Betting on Baja
Can Baja, once the most popular brand of high-performance boat in the world, make a comeback after going completely dark?
January 4, 2011
That these words are harsh does not make them less true: The production-boat side of the high-performance world as we once knew it is dead. Gone and not coming back are the days of over-production, lost to the fate of decreasing demand.

Baja’s 30 Outlaw likely will be part of the new Baja performance-boat line.
On one hand, you could say that production builders and some of their over-zealous dealers (or dealers over-pressured by builders, depending on who you ask) did it to themselves. You wouldn’t be wrong. But you could also say that the nose-diving economy of the past few years played a huge role. There, too, you wouldn’t be wrong.
What’s emerging on the production side is a business model that follows a custom-boat production model, meaning quite simply that boats will be built when builders have customer orders—and substantial deposits—for them. In the “old days,” dealers floor-planned, meaning they ordered a bunch of production boats they believed they could sell each season. With all but local avenues of marine floor-plan financing gone, that’s no longer an option. So while dealerships continue to exist, showroom models are fewer and farther between.
Knowing a good deal when it saw one, an investment group called Liberty Associates acquired seriously hurting production builders Fountain, Donzi and Baja by Fountain a couple of years ago, and in essence became the owner of the production-built performance-boat market. In an economically savvy move, Liberty moved production of the Donzi line to the Fountain plant in Washington, N.C., earlier this year.
Now Liberty has announced that it will re-launch Baja, which for all intents and purposes had gone out of production since Fountain took over the brand. (OK, to be completely fair, Fountain did build one Baja that I know of and it was a nice boat—I know because I helped test it for Powerboat magazine.)

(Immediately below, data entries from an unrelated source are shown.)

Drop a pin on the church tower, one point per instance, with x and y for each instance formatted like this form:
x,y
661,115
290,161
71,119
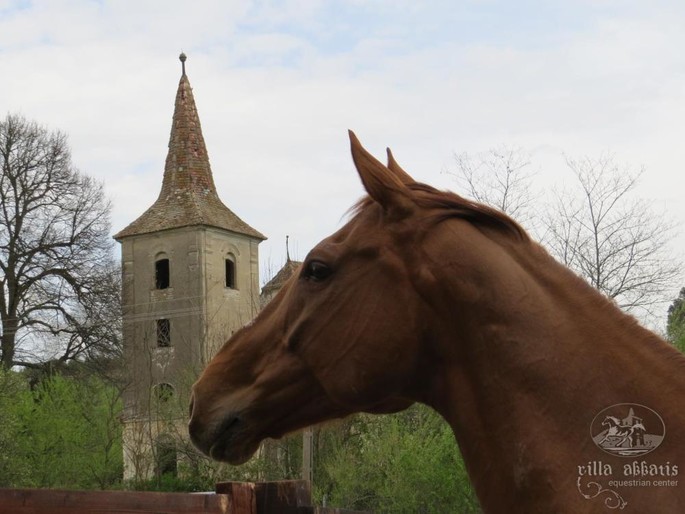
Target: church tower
x,y
190,279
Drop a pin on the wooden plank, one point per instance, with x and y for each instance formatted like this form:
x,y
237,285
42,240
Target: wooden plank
x,y
50,501
282,497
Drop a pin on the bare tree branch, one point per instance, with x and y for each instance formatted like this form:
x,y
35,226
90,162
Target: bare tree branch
x,y
56,266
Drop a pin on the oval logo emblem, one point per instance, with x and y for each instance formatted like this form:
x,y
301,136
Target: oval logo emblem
x,y
627,430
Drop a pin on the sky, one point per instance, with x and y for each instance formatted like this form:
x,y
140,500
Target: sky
x,y
278,84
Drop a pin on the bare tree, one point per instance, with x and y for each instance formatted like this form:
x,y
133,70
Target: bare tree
x,y
501,177
617,242
612,239
56,270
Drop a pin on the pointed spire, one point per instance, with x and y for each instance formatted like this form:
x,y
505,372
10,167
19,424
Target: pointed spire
x,y
188,196
183,58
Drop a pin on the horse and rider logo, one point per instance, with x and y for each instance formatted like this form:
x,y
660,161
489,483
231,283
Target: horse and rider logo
x,y
628,430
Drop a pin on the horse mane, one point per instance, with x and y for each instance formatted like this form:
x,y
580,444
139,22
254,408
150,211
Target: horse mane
x,y
450,205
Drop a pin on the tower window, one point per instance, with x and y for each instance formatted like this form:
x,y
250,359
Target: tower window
x,y
167,459
163,333
230,272
162,274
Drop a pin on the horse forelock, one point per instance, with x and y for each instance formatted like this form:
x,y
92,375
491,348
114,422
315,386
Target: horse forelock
x,y
447,204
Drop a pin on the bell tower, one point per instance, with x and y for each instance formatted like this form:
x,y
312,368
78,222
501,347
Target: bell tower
x,y
190,278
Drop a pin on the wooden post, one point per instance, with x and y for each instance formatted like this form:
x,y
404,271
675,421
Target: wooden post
x,y
308,455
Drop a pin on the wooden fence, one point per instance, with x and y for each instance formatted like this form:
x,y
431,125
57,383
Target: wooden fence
x,y
287,497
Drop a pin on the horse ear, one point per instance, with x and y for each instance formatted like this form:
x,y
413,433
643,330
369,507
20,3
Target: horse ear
x,y
382,184
397,169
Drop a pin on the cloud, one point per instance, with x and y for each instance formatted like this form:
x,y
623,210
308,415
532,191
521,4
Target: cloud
x,y
278,84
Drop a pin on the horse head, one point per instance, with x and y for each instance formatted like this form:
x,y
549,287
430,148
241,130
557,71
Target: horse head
x,y
342,336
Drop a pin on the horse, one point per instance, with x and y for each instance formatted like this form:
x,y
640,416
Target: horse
x,y
616,431
425,296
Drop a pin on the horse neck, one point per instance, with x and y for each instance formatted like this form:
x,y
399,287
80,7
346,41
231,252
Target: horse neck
x,y
529,359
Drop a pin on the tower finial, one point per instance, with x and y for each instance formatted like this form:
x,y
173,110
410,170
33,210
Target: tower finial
x,y
183,58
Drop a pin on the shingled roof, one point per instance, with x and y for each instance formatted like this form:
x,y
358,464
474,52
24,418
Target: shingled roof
x,y
188,196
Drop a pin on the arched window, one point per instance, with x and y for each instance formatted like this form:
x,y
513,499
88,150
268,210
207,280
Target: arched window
x,y
163,333
230,271
167,460
162,273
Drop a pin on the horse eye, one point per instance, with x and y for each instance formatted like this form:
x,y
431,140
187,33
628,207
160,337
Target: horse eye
x,y
316,271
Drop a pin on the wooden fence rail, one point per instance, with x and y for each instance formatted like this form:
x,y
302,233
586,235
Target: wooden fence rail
x,y
286,497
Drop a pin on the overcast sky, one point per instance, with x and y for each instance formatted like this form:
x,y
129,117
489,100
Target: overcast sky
x,y
278,83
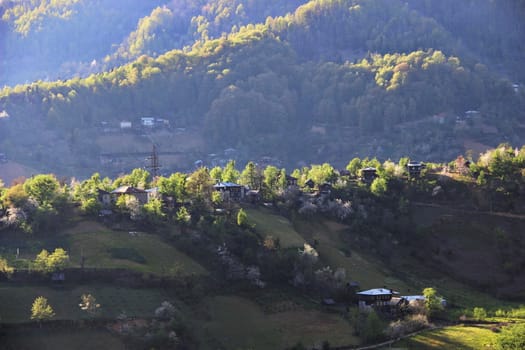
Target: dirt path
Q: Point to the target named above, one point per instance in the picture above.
(473, 212)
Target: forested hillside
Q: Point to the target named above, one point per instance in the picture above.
(329, 79)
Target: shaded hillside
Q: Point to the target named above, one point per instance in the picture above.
(267, 89)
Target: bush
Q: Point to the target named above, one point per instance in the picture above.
(479, 313)
(410, 324)
(511, 338)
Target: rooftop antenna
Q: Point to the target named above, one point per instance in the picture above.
(154, 165)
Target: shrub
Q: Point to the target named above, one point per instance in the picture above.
(410, 324)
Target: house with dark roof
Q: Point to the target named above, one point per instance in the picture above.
(414, 169)
(104, 198)
(375, 297)
(368, 174)
(139, 194)
(230, 191)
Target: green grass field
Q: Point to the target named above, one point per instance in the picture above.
(49, 339)
(455, 337)
(269, 224)
(233, 322)
(17, 301)
(334, 251)
(96, 243)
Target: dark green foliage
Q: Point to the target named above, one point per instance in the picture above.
(511, 337)
(130, 254)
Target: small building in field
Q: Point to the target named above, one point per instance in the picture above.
(253, 196)
(153, 193)
(230, 191)
(104, 198)
(375, 297)
(139, 194)
(291, 181)
(125, 125)
(368, 174)
(414, 168)
(309, 183)
(148, 122)
(325, 188)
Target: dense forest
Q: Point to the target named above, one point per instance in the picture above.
(267, 79)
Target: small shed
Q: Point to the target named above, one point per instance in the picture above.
(104, 198)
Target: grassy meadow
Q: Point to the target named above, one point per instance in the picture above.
(461, 337)
(220, 326)
(142, 252)
(64, 300)
(268, 224)
(49, 339)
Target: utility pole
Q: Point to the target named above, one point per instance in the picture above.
(154, 165)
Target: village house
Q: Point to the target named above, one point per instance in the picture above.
(230, 191)
(368, 174)
(414, 169)
(104, 198)
(139, 194)
(291, 181)
(375, 297)
(126, 125)
(147, 122)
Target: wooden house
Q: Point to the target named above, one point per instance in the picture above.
(375, 297)
(230, 191)
(291, 181)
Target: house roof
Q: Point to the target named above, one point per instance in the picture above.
(378, 291)
(413, 297)
(127, 190)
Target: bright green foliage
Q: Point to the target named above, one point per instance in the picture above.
(230, 174)
(41, 310)
(432, 301)
(379, 186)
(183, 216)
(15, 196)
(374, 327)
(251, 176)
(242, 218)
(216, 173)
(354, 166)
(5, 269)
(153, 211)
(51, 262)
(43, 188)
(88, 303)
(479, 313)
(511, 337)
(175, 186)
(200, 184)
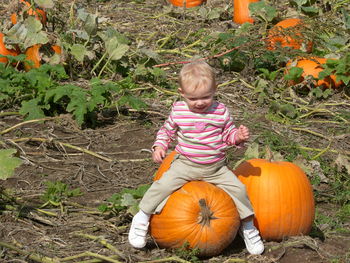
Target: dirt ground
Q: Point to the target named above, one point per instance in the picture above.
(79, 228)
(112, 157)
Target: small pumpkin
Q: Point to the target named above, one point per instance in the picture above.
(312, 67)
(281, 196)
(4, 51)
(241, 13)
(35, 55)
(287, 34)
(187, 3)
(30, 11)
(199, 214)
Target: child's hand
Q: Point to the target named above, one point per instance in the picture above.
(242, 134)
(158, 155)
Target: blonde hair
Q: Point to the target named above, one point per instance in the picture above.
(197, 74)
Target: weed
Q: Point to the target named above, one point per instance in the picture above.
(187, 253)
(57, 192)
(126, 199)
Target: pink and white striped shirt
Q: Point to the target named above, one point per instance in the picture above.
(202, 137)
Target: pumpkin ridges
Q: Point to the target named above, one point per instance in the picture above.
(31, 11)
(312, 67)
(179, 230)
(287, 34)
(241, 13)
(4, 51)
(165, 165)
(189, 3)
(284, 215)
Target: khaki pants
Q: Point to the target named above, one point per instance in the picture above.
(182, 171)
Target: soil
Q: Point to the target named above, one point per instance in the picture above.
(114, 156)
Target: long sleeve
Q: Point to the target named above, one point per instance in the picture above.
(229, 130)
(166, 133)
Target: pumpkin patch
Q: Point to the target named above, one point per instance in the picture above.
(4, 51)
(281, 196)
(34, 55)
(287, 33)
(312, 67)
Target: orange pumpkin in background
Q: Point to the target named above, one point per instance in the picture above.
(30, 11)
(34, 55)
(281, 196)
(187, 3)
(4, 51)
(198, 214)
(312, 67)
(287, 34)
(241, 11)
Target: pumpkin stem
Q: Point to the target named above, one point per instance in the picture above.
(205, 215)
(269, 154)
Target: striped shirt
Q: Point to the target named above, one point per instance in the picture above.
(201, 137)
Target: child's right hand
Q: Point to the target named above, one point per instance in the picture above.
(158, 154)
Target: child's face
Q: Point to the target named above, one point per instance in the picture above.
(199, 99)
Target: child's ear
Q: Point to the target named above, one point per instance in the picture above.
(180, 91)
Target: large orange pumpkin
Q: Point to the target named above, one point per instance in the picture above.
(287, 34)
(4, 51)
(281, 196)
(187, 3)
(312, 67)
(38, 13)
(241, 11)
(199, 215)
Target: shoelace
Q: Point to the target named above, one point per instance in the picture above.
(141, 230)
(252, 235)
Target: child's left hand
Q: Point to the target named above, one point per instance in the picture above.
(242, 134)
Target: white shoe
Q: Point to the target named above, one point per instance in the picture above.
(137, 233)
(252, 240)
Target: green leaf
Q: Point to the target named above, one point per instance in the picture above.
(252, 151)
(132, 101)
(8, 163)
(115, 49)
(128, 200)
(44, 3)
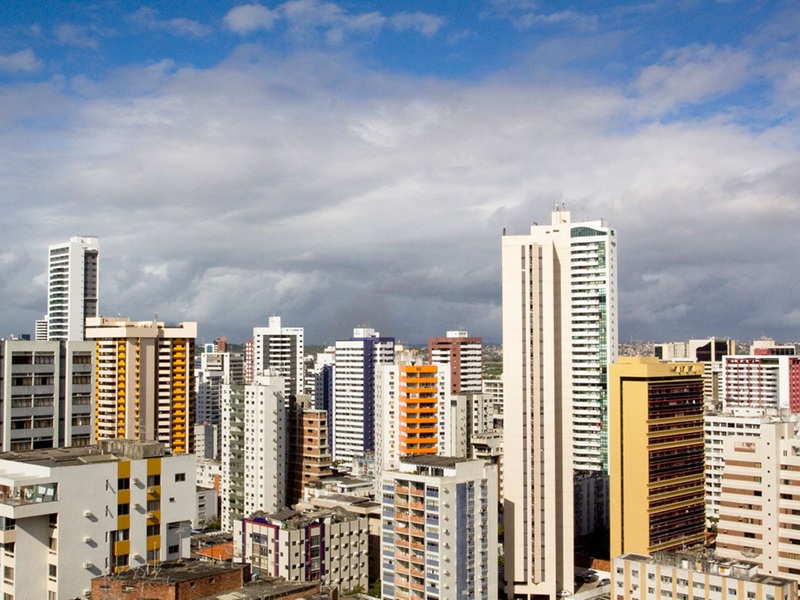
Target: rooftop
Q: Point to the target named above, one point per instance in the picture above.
(105, 451)
(431, 460)
(176, 571)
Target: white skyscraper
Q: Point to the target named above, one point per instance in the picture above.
(354, 391)
(439, 529)
(278, 350)
(559, 335)
(72, 287)
(254, 448)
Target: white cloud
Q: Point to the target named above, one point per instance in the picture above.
(305, 17)
(692, 74)
(247, 18)
(75, 35)
(148, 18)
(312, 187)
(24, 61)
(423, 23)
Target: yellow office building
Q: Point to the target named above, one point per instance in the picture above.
(144, 380)
(656, 451)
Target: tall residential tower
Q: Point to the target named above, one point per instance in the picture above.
(559, 335)
(72, 287)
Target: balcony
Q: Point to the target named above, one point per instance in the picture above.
(23, 500)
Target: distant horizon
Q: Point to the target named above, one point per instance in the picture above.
(357, 162)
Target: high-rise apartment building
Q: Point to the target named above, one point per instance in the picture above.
(761, 381)
(46, 394)
(144, 376)
(559, 336)
(657, 455)
(334, 546)
(720, 425)
(72, 287)
(278, 351)
(439, 529)
(354, 391)
(254, 448)
(216, 369)
(460, 354)
(68, 515)
(696, 575)
(768, 347)
(710, 352)
(413, 413)
(759, 513)
(309, 457)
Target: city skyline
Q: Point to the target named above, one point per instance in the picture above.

“We have given Baja a very thorough evaluation, ” said John Walker, the vice president of and chief operating officer of Liberty Associates who also will take on the role of Baja Marine president, in a press release. “The brand has some of the most loyal customers in all of high- performance boating, and many of them, along with several very successful past Baja dealers, have given us some tremendous feedback.

One of the last Outlaws introduced before Fountain took over Baja, the 35 Outlaw attracted a broad audience.
“We will reintroduce Baja with a very new and fresh model lineup, while retaining the key attributes and features that made this company so popular and successful for so many years,” Walker added.
Specific information on changes to the Baja line and when production of the revamped models will begin is not yet available. Regardless, this is good news.
Here’s why: Among those “key attributes” Walker mentioned has to be price. Baja models always have been affordably priced and have presented solid bang for the buck. To that end, they have supported both sides of the market. They have served as stepping stones to the custom boat world for new buyers who could afford a lot more but didn’t know if they wanted to. And they have enabled new and repeat buyers of more-modest means to own and enjoy performance boats for many years.
So the return of Baja, whenever it happens and whatever forms its models take, bodes well for the production- and custom-built performance-boat markets. Will Baja eventually pump out 500-plus models a year as it did in its hey-day? Not anytime soon, that’s for sure (and to be honest, probably not ever). No one I’ve spoken to in performance world believes the market will ever return to its highest levels. The demand simply isn’t there.
But there is a place for Baja, and the sooner it finds that place the better off builders and consumers will be. Baja’s success won’t come overnight, but I wouldn’t bet against it.